Disclosure(s): No relevant financial relationship(s) to disclose.
First Author: Basudev Subedi, MD Co-Author: Nisha Joshi, MBBS – Resident, Vassar Brother Medical Center Co-Author: Bilash Paudel, MBBS – Resident, Vassar Brother Medical Center Co-Author: Wael Farid, MD – Attending Physician, Vassar Brother Medical Center
Introduction: Hypophosphatemia is defined as serum phosphate < 2.5 mg/dL which can manifest with neuromuscular, hematologic, and cardiopulmonary symptoms. While common causes include malnutrition, refeeding, and medication effects, acute respiratory alkalosis from hyperventilation can precipitate an abrupt intracellular shift of phosphate.

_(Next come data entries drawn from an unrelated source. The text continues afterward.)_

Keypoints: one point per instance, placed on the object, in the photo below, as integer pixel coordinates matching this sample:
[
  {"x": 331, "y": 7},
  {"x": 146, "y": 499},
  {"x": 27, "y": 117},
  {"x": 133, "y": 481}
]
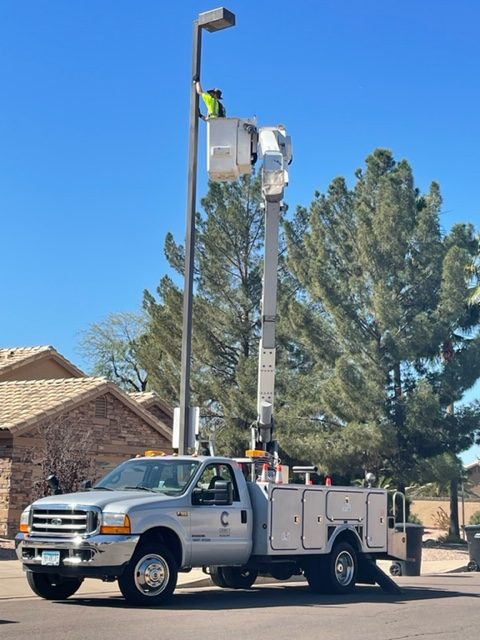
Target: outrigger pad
[{"x": 370, "y": 573}]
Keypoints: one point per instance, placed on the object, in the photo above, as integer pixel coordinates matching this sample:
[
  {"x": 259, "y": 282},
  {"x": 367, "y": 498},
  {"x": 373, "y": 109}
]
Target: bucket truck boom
[{"x": 275, "y": 150}]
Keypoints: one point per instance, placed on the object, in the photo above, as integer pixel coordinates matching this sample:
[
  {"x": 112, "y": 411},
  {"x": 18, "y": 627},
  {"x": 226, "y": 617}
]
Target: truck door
[{"x": 220, "y": 534}]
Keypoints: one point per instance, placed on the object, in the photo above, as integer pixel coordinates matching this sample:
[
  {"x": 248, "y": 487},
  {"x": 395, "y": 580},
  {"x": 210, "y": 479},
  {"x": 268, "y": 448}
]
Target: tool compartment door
[
  {"x": 286, "y": 520},
  {"x": 376, "y": 533},
  {"x": 314, "y": 527}
]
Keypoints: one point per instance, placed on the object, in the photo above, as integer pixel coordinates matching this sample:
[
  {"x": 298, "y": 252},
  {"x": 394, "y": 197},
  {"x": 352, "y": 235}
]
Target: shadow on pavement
[{"x": 214, "y": 599}]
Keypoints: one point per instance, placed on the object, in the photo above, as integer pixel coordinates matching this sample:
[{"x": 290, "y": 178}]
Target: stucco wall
[
  {"x": 426, "y": 510},
  {"x": 121, "y": 435}
]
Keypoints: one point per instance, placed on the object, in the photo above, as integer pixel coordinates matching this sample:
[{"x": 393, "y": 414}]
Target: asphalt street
[{"x": 445, "y": 606}]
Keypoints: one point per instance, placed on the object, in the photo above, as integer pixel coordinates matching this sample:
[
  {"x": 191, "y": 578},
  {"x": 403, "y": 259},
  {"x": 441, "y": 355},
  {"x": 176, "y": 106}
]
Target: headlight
[
  {"x": 25, "y": 521},
  {"x": 115, "y": 523}
]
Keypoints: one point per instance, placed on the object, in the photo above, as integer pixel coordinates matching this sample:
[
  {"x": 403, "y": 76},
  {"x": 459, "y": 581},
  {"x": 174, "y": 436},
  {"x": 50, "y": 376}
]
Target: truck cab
[{"x": 144, "y": 521}]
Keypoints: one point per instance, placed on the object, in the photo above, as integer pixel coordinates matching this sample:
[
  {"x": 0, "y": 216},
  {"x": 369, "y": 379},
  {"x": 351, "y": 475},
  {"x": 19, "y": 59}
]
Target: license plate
[{"x": 51, "y": 558}]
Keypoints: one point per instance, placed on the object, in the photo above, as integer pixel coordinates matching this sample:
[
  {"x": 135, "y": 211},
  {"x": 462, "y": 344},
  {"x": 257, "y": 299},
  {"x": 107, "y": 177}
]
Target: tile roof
[
  {"x": 24, "y": 402},
  {"x": 147, "y": 398},
  {"x": 15, "y": 357}
]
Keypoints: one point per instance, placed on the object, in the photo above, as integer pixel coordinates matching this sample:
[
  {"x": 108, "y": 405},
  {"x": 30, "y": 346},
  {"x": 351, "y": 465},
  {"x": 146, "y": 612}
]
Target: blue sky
[{"x": 94, "y": 106}]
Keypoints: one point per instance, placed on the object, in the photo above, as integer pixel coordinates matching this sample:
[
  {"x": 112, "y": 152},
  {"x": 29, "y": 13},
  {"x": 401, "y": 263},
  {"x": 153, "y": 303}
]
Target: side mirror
[
  {"x": 54, "y": 484},
  {"x": 221, "y": 494}
]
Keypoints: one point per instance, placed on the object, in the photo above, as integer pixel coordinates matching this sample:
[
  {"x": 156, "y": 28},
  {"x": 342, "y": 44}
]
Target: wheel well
[
  {"x": 350, "y": 536},
  {"x": 167, "y": 537}
]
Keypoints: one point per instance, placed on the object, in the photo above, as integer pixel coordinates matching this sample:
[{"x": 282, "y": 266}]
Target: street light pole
[{"x": 213, "y": 20}]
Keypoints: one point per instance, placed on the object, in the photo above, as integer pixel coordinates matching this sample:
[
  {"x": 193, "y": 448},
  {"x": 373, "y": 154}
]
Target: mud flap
[{"x": 370, "y": 573}]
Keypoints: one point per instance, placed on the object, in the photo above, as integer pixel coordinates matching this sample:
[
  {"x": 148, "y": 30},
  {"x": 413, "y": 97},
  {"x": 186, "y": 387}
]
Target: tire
[
  {"x": 216, "y": 576},
  {"x": 150, "y": 577},
  {"x": 315, "y": 573},
  {"x": 342, "y": 568},
  {"x": 51, "y": 586},
  {"x": 335, "y": 572},
  {"x": 238, "y": 577}
]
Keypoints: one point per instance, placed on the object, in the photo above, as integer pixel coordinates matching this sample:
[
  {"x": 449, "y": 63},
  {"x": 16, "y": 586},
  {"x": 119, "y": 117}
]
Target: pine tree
[
  {"x": 390, "y": 293},
  {"x": 228, "y": 281}
]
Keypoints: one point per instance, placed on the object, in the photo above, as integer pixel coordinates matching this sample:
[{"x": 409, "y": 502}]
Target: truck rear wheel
[
  {"x": 51, "y": 586},
  {"x": 238, "y": 577},
  {"x": 342, "y": 567},
  {"x": 335, "y": 572},
  {"x": 150, "y": 577}
]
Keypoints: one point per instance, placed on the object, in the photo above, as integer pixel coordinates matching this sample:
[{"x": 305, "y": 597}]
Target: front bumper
[{"x": 100, "y": 555}]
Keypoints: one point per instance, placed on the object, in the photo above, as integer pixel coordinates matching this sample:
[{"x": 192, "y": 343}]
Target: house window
[{"x": 101, "y": 407}]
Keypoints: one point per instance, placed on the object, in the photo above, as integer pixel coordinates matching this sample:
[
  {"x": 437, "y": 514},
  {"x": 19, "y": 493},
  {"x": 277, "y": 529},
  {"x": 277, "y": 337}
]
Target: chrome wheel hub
[
  {"x": 151, "y": 575},
  {"x": 344, "y": 568}
]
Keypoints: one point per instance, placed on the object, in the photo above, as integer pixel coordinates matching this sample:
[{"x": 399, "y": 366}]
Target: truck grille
[{"x": 66, "y": 523}]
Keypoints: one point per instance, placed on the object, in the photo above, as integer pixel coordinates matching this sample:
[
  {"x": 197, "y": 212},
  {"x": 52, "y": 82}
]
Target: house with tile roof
[
  {"x": 35, "y": 363},
  {"x": 153, "y": 403},
  {"x": 120, "y": 426}
]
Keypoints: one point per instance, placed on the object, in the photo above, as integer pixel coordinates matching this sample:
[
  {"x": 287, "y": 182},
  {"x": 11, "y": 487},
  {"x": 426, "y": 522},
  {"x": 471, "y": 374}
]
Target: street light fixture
[{"x": 214, "y": 20}]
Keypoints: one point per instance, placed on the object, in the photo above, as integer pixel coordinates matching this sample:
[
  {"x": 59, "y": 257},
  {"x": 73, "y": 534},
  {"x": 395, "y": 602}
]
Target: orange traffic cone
[
  {"x": 279, "y": 475},
  {"x": 264, "y": 476}
]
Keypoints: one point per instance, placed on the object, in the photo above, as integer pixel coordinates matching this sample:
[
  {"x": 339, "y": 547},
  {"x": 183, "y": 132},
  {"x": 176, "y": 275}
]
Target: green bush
[
  {"x": 475, "y": 518},
  {"x": 414, "y": 519}
]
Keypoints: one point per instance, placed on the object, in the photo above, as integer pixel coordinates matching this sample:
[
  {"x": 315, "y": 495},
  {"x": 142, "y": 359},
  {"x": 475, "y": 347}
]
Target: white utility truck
[{"x": 154, "y": 516}]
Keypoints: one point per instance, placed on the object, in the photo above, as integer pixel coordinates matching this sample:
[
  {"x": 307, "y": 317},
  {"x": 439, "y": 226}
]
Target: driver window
[{"x": 213, "y": 472}]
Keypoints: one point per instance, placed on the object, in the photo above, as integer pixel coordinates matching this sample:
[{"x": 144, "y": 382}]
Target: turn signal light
[{"x": 115, "y": 524}]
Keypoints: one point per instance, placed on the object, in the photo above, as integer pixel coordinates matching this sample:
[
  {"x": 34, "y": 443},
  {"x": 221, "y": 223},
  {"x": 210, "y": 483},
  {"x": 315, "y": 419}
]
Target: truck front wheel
[
  {"x": 52, "y": 586},
  {"x": 150, "y": 577}
]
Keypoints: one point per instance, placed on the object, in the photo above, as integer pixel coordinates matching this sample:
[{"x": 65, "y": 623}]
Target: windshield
[{"x": 164, "y": 476}]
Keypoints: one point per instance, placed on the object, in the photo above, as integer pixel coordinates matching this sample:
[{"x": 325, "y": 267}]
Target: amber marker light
[{"x": 115, "y": 524}]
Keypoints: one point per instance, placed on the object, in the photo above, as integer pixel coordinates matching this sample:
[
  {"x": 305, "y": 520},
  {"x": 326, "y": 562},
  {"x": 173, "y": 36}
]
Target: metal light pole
[{"x": 214, "y": 20}]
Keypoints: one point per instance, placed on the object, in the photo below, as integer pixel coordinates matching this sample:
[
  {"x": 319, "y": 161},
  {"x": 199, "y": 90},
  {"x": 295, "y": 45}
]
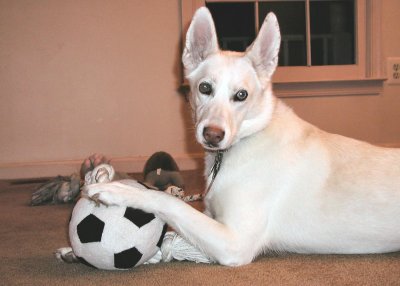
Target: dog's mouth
[{"x": 212, "y": 148}]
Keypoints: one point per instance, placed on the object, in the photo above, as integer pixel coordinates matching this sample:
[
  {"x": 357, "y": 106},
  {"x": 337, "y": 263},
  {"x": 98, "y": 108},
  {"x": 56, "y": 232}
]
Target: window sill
[{"x": 370, "y": 86}]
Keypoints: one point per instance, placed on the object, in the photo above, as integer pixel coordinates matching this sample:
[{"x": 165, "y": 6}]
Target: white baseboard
[{"x": 39, "y": 169}]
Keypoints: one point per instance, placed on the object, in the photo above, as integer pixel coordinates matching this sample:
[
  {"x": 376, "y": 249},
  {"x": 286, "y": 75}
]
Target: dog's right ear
[{"x": 201, "y": 40}]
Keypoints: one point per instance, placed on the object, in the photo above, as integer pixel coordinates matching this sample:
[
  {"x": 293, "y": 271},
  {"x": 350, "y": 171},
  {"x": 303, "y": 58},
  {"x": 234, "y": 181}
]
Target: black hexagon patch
[
  {"x": 90, "y": 229},
  {"x": 127, "y": 258},
  {"x": 138, "y": 217}
]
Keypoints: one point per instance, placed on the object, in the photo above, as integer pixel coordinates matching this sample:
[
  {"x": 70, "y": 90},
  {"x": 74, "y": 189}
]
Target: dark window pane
[
  {"x": 332, "y": 32},
  {"x": 292, "y": 22},
  {"x": 235, "y": 24}
]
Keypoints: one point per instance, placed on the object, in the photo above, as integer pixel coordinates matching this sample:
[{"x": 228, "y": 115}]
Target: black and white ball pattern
[{"x": 114, "y": 237}]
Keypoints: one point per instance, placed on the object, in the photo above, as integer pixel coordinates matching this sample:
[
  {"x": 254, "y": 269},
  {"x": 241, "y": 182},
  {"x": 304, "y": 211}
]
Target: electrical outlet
[{"x": 393, "y": 70}]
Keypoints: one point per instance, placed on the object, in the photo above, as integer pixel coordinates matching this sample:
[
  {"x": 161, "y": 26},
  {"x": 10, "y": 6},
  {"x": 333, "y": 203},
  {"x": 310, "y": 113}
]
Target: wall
[{"x": 78, "y": 77}]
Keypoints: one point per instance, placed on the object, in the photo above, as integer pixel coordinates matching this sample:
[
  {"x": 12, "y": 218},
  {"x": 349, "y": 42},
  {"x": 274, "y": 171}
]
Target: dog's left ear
[
  {"x": 265, "y": 48},
  {"x": 201, "y": 40}
]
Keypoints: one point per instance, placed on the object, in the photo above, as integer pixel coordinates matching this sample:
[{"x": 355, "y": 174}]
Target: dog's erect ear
[
  {"x": 265, "y": 49},
  {"x": 201, "y": 40}
]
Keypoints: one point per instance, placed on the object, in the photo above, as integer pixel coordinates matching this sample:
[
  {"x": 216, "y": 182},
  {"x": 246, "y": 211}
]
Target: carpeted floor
[{"x": 29, "y": 235}]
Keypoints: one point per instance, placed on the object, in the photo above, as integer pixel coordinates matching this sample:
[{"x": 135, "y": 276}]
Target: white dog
[{"x": 282, "y": 184}]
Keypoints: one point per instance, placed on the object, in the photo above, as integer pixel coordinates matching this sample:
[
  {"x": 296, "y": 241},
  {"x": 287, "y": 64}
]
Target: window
[{"x": 323, "y": 41}]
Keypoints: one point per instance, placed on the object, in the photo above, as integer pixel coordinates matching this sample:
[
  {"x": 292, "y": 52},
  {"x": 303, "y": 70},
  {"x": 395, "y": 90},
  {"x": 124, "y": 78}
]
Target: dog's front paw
[
  {"x": 66, "y": 254},
  {"x": 111, "y": 194}
]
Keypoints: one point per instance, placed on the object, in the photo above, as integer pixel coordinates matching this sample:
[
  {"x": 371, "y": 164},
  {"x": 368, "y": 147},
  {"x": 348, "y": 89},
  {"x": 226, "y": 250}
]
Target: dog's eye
[
  {"x": 205, "y": 88},
  {"x": 241, "y": 95}
]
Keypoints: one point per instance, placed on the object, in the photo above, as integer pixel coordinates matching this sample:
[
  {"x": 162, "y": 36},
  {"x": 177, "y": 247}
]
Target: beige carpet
[{"x": 29, "y": 235}]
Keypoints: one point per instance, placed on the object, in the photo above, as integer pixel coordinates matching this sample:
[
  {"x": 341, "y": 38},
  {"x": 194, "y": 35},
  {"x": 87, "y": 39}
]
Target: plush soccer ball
[{"x": 114, "y": 238}]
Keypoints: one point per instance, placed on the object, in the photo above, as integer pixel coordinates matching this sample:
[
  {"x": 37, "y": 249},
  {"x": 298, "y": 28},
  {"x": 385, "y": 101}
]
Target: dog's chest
[{"x": 240, "y": 187}]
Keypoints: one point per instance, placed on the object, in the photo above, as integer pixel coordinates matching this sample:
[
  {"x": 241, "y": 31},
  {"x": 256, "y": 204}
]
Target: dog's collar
[{"x": 216, "y": 167}]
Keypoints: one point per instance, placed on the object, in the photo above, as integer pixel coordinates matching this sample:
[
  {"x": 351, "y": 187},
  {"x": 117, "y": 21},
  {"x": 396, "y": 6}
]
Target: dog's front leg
[{"x": 218, "y": 241}]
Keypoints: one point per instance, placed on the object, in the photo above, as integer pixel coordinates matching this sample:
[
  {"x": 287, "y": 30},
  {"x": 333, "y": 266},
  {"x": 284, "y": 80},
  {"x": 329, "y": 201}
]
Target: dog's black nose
[{"x": 213, "y": 135}]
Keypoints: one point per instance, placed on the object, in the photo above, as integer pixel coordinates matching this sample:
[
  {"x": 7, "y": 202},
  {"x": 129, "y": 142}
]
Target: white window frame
[{"x": 362, "y": 78}]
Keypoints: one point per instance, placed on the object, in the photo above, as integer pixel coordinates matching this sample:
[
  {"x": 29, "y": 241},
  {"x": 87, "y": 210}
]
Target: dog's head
[{"x": 231, "y": 93}]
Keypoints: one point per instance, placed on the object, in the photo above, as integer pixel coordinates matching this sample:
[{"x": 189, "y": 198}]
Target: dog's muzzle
[{"x": 213, "y": 135}]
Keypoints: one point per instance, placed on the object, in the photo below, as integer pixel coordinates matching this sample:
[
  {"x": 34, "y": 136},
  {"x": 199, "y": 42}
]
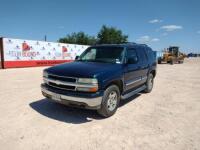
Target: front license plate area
[{"x": 56, "y": 97}]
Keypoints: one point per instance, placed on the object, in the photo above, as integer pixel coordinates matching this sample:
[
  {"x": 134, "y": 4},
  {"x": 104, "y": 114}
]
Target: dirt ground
[{"x": 168, "y": 118}]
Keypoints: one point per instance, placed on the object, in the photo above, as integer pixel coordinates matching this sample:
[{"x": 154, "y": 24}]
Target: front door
[{"x": 133, "y": 70}]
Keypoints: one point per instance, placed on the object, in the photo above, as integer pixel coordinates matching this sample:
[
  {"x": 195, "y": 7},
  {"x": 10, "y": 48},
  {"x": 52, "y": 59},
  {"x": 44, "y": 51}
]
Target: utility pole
[{"x": 45, "y": 38}]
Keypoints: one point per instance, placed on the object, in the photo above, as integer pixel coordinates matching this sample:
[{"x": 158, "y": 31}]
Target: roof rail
[{"x": 129, "y": 43}]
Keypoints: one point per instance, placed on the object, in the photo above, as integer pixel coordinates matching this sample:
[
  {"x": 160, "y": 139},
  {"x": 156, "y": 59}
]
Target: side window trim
[{"x": 136, "y": 53}]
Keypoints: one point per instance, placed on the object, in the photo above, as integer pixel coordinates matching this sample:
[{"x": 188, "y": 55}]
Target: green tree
[
  {"x": 111, "y": 35},
  {"x": 78, "y": 38}
]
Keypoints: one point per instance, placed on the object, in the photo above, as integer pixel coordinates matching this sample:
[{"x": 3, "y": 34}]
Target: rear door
[
  {"x": 143, "y": 63},
  {"x": 132, "y": 75}
]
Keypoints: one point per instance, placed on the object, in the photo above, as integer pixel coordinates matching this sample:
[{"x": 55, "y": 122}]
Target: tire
[
  {"x": 110, "y": 101},
  {"x": 149, "y": 83}
]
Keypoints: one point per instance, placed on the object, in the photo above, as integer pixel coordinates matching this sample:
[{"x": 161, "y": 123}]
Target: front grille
[
  {"x": 61, "y": 78},
  {"x": 65, "y": 87},
  {"x": 55, "y": 78}
]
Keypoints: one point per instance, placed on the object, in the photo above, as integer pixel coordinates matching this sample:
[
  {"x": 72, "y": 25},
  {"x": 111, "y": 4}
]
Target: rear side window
[
  {"x": 150, "y": 54},
  {"x": 131, "y": 53},
  {"x": 143, "y": 55}
]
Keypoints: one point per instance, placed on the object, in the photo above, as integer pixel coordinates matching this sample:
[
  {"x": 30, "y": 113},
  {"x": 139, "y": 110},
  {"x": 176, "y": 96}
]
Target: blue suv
[{"x": 101, "y": 77}]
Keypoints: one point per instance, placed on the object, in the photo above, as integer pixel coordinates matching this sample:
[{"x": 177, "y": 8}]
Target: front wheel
[
  {"x": 110, "y": 101},
  {"x": 149, "y": 83}
]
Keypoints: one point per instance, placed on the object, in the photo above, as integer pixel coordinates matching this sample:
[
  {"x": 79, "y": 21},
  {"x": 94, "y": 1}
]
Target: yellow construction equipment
[{"x": 172, "y": 55}]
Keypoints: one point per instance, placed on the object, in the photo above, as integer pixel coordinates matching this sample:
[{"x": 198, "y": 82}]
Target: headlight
[
  {"x": 45, "y": 74},
  {"x": 93, "y": 85},
  {"x": 87, "y": 81}
]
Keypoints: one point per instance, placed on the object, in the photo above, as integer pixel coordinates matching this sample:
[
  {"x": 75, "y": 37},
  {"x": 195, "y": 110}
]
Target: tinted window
[
  {"x": 131, "y": 53},
  {"x": 103, "y": 54},
  {"x": 142, "y": 54}
]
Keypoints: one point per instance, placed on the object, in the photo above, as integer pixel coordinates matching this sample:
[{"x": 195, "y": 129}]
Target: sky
[{"x": 158, "y": 23}]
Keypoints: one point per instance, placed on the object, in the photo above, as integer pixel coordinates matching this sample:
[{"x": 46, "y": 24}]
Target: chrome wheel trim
[{"x": 112, "y": 101}]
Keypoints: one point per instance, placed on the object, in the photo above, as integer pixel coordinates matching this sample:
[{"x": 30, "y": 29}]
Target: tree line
[{"x": 106, "y": 35}]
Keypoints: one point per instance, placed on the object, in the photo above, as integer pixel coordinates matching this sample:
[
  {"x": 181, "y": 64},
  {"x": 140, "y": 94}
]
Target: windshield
[{"x": 103, "y": 54}]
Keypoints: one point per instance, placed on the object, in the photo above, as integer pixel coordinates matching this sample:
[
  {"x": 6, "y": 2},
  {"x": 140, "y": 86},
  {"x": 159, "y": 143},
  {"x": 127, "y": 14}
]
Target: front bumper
[{"x": 72, "y": 100}]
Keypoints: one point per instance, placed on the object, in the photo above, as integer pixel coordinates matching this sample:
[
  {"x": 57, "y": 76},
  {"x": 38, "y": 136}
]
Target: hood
[{"x": 83, "y": 69}]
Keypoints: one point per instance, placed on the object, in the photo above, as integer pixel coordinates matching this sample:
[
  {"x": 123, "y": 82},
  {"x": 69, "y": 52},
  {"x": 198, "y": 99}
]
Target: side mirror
[
  {"x": 76, "y": 57},
  {"x": 132, "y": 60}
]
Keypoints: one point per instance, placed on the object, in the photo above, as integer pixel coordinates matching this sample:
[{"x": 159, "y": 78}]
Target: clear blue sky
[{"x": 156, "y": 22}]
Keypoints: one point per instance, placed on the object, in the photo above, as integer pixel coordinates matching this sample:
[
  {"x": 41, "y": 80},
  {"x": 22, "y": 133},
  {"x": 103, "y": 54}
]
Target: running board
[{"x": 133, "y": 92}]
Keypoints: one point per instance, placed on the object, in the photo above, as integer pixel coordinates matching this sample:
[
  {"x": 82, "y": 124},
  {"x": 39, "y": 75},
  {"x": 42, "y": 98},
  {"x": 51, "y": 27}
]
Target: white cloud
[
  {"x": 165, "y": 34},
  {"x": 155, "y": 40},
  {"x": 147, "y": 39},
  {"x": 155, "y": 21},
  {"x": 171, "y": 27},
  {"x": 61, "y": 27}
]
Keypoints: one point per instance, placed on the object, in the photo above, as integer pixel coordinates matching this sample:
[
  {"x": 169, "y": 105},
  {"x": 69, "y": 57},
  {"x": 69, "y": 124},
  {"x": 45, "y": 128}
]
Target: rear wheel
[
  {"x": 110, "y": 101},
  {"x": 149, "y": 83}
]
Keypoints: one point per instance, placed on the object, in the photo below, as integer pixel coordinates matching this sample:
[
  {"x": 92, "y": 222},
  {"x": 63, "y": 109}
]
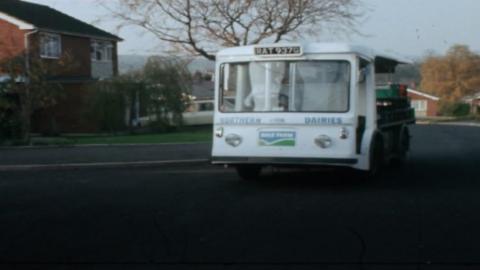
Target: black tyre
[
  {"x": 403, "y": 145},
  {"x": 376, "y": 160},
  {"x": 249, "y": 172}
]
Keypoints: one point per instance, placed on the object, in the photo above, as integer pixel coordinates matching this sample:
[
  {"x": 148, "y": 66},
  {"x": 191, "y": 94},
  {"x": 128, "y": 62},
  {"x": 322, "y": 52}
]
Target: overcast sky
[{"x": 407, "y": 27}]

Description: A 44-year-old male with a history of hypertension, asthma, OSA on CPAP and depression presented to the ED with acute onset chest pain that radiate to the left jaw associated with shoulder numbness, diaphoresis, and nausea. Two years prior, he experienced similar symptoms and underwent left heart catheterization with no significant coronary stenosis. On presentation patient was normotensive, tachypneic (RR 29), and saturating well on room air. ABG revealed pH 7.63, pCO2 21 mmHg, and bicarb 20 mEq/L. Laboratory workup showed severe hypophosphatemia (0.3 mg/dL), hypokalemia (3.0 mEq/L), and elevated anion gap (20). Cardiac enzymes revealed an initial troponin of 8 ng/L with flat repeats. EKG showed normal sinus rhythm without ischemic changes. Chest X-ray was unremarkable. Patient's chest pain subsided following administration of 0.4 mg sublingual nitroglycerin. Repeat labs following electrolyte repletion showed improved phosphate (4.1 mg/dL), potassium (3.4 mEq/L), and bicarbonate (21 mEq/L). No additional toxicologic or infectious etiologies were identified. The patient's symptoms were attributed to anxiety-induced hyperventilation leading to respiratory alkalosis and intracellular phosphate shift.
Discussion: Severe hypophosphatemia is uncommon but can present nonspecific symptoms, including chest pain, muscle weakness, and altered mental status. Hyperventilation due to acute anxiety can cause respiratory alkalosis, leading to intracellular shifts of phosphate and subsequent hypophosphatemia. In this case, the absence of cardiac ischemia and resolution of symptoms with supportive care and electrolyte correction supports a diagnosis of anxiety-induced metabolic disturbance. Early recognition and correction of electrolyte imbalances are critical to prevent complications.